The posterior urethral valve (PUV) can be defined as a membranous (membranous) formation originating from the posterior urethra that narrows and occludes the lumen, making voiding difficult. It is a urinary system anomaly that can be life-threatening by causing infravesical obstruction in prenatal or neonatal boys.
While the diagnosis of PUV was made with micturition (voiding) problems in the past, it has become possible to make antenatal diagnosis with the widespread use of prenatal ultrasonographic evaluation.

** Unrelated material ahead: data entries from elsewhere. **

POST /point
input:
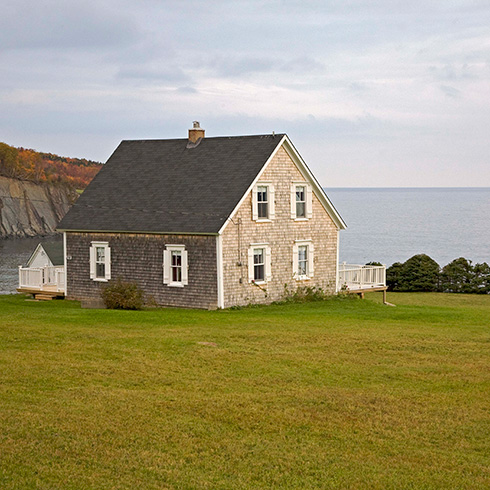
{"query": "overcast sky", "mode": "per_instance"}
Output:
(372, 93)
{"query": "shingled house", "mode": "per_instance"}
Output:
(203, 223)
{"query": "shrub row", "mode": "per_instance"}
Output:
(421, 273)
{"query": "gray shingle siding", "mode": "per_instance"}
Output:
(139, 258)
(161, 186)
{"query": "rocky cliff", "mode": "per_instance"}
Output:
(29, 209)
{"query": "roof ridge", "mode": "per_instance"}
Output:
(270, 135)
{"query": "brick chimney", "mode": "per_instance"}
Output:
(196, 133)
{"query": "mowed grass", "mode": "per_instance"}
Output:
(335, 394)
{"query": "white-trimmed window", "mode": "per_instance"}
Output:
(263, 205)
(301, 201)
(175, 266)
(100, 261)
(259, 263)
(303, 266)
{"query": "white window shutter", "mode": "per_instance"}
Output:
(166, 266)
(184, 268)
(311, 260)
(107, 262)
(295, 260)
(92, 262)
(250, 264)
(293, 201)
(309, 202)
(255, 207)
(272, 202)
(268, 264)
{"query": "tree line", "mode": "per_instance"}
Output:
(422, 273)
(27, 164)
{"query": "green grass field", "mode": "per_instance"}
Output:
(334, 394)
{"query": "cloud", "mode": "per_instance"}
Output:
(63, 24)
(450, 91)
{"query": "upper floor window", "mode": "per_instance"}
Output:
(303, 264)
(301, 201)
(100, 261)
(259, 263)
(175, 266)
(262, 201)
(263, 206)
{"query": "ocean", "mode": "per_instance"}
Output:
(390, 225)
(385, 225)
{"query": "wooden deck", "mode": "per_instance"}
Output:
(46, 293)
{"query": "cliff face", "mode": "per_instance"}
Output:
(29, 209)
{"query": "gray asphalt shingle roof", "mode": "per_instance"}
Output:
(162, 186)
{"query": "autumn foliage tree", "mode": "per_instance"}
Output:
(26, 164)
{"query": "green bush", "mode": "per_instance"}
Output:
(122, 295)
(460, 276)
(418, 273)
(421, 273)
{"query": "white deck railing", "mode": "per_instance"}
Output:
(49, 278)
(352, 277)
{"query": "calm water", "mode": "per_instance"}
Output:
(390, 225)
(384, 225)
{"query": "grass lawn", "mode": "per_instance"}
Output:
(335, 394)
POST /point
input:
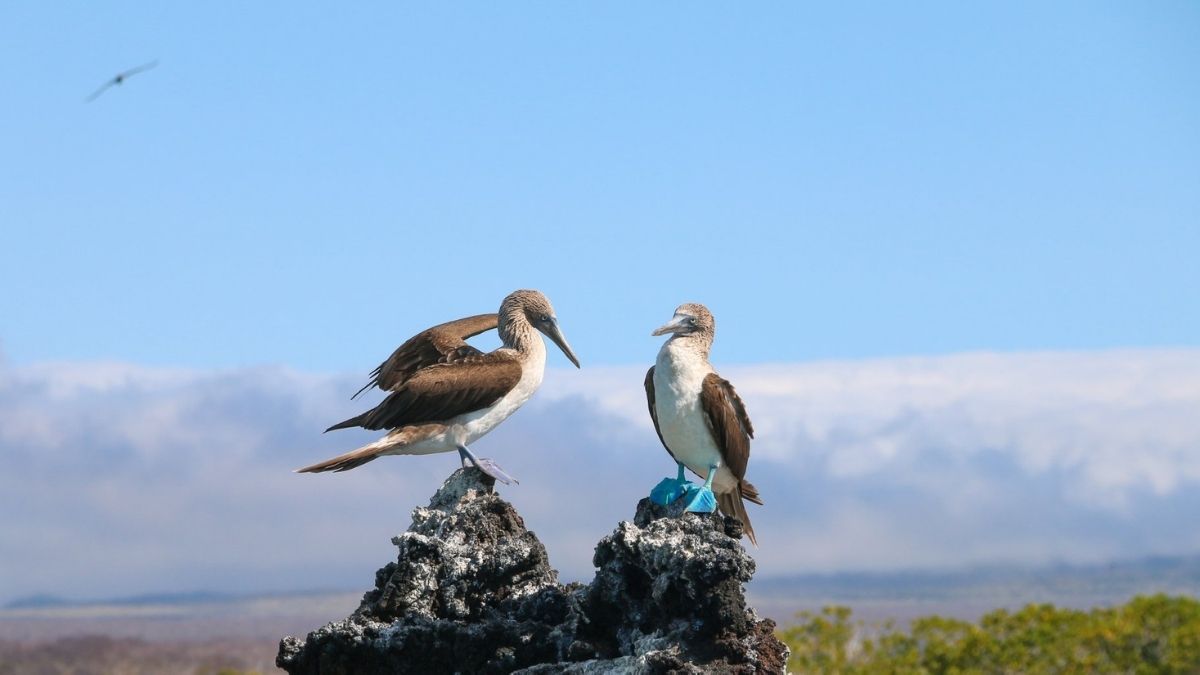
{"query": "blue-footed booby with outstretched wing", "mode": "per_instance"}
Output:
(445, 394)
(700, 419)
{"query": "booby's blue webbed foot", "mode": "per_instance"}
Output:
(700, 499)
(485, 465)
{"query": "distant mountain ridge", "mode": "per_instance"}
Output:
(1054, 583)
(48, 601)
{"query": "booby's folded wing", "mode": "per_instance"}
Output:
(442, 392)
(445, 342)
(729, 420)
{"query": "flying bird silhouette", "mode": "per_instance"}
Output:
(120, 79)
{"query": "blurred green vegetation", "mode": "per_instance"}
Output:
(1158, 634)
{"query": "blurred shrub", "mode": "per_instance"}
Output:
(1155, 634)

Mild forms are asymptomatic or have minimal micturition problems. PUV should be considered in the differential diagnosis if there is micturition difficulty, urinary incontinence due to incomplete emptying of the bladder, and urinary tract infection in an infant, child or adolescent. PUV diagnosis should be considered primarily in male fetuses with perforation and decrease in amniotic fluid. Obstruction is severe in PUVs detected by ultrasound in the antenatal period. In milder cases where the obstruction only causes micturition difficulty, diagnosis may be extended to late childhood or adolescence. In such cases, the findings on ultrasound may be more uncertain than in severe forms. Thickening of the bladder wall, presence of residual urine in the bladder after micturition, and enlargement of the collecting system of the kidneys depending on the degree of obstruction are the findings. In the patient with these findings on ultrasound, voiding cystourethrography (radiographic imaging performed during voiding by filling the bladder with contrast material) is required for diagnosis. In this examination, the diagnosis can be made by the wide and long prostatic urethra. In cases with faint radiographic findings, it is possible to confirm the diagnosis by the cystoscopic evaluation of the urethra (examination of the urinary duct and urinary bladder with a camera) by directly seeing the membranous structures causing the obstruction. This method also allows the therapeutic procedure to be performed if PUV is detected during cystoscopy. .
It should not be forgotten that patients are candidates for bladder dysfunction in the future. Patients with posterior urethral valves Patients should be followed up with the cooperation of pediatric nephrology and pediatric urology.